The free English classes are offered by the Columbans themselves and a number of volunteer teachers. Most people find out about it by word of mouth, and the centre receives enquires from many different nationalities.

The Chinese community comes to the Columban Centre through the English language classes already begun by the sisters, and Sr Lucia So from Hong Kong is a key person in this work. She not only teaches English language classes but offers an introduction to Dublin and the local culture and customs.

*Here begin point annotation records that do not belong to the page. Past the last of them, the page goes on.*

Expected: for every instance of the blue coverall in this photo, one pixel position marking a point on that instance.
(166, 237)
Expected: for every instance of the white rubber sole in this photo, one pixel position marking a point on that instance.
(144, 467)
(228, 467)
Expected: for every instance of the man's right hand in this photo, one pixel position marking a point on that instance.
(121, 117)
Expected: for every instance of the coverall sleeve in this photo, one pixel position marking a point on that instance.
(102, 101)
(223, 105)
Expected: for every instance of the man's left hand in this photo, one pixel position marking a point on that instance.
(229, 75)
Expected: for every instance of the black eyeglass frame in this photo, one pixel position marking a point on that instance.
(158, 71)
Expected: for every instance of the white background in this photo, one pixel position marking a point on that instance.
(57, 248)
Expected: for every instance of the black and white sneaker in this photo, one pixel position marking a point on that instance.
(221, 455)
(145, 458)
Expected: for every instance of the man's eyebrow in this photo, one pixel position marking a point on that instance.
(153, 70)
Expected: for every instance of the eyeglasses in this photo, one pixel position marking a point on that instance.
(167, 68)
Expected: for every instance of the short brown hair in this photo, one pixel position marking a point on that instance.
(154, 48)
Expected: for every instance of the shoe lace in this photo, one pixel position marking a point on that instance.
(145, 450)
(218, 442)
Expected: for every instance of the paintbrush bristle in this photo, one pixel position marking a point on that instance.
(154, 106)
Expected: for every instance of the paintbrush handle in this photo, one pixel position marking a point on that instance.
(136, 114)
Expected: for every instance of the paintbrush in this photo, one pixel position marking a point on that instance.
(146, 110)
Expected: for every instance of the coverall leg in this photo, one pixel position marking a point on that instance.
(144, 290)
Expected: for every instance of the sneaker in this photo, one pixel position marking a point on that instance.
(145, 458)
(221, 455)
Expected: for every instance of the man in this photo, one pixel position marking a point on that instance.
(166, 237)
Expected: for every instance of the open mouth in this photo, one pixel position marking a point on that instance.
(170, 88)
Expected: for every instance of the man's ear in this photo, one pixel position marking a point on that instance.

The Korean community use the centre one Sunday a month and the Filipino community use it when they need it.

Contribute 

“The Friends of St Columban are a group of lay friends and supporters that meet here every two months and share what is going in mission, and to see how people can contribute somehow as part of the mission here locally,” Sr Monica says.

“We recently had Sr Susanna Choi home from Burma where she works in healthcare outreach and she spoke at the last meeting and one of the members took that on and said we would like to do something to support that mission. So she organised coffee mornings and cake sales.”

“Also the space is available for those who would like to use it,” Claire says. “There are two small rooms upstairs where we have people who come for conversation, accompaniment, whether it is spiritual direction or a quiet chat.

“The other thing we do is we promote Columban mission and awareness of mission in general whenever we can and we would like to do more of this. We would like people to drop in and be aware that the resources the Columbans have gathered over the years are available, both items and personnel, to heighten awareness around mission, for and in the local church. We don’t want to be isolated from the work that is going on in this neighbourhood.”

Sr Monica and Sr Mary live in the local parish of Sean McDermott St, so they are part of that neighbourhood. Living completely immersed in the community has always set apart the work of a missionary from other development workers and volunteers overseas, and they are putting that experience into practice here in Ireland.

Re-evangelisation 

“Missionaries have started to really focus on what’s possible in Ireland in relation to what it was like to go to another country and what they did then,” Claire says. “There were traditional ways of doing things in Ireland which were often more around fundraising and maybe simply awareness and information. While that is still going on there is that sense that if the Irish Church is talking about re-evangelisation and encouraging people to be become more aware of their faith and the values that is in that, then the missionary is part of that, whether it is Pakistan, Peru or Ireland.

“Having the lay missionaries from the Philippines here for 14-15 years, they have seen all the changes in Ireland and can offer insight to that. We are testing the waters. Nobody went to mission countries with any clear sense of what they will do, but with a desire to be engaged, especially with the people that are on the fringes and there are plenty of them within Irish society.”

The above article first appeared in The Irish Catholic on 13 June 2013 following the June Open Day. For photos of the Open Day click  

* Columban Sisters’ Web Editor’s note: The use of the word ‘nobody’ in the final paragraph of the article above needs review since, for example, over the years many Columban Sisters’ mission works were undertaken following an invitation, even a plea, to provide particular services (medical, educational, social and spiritual) in a given country and especially for the poor.  Of course, in time and from ‘an on-the-ground’ perspective, other needs were observed and responded to e.g. advocacy in relation to Women’s Rights, Ministry to Sex Workers, Confronting Illegal Mining on Tribal Lands, HIV/AIDS Sufferers etc.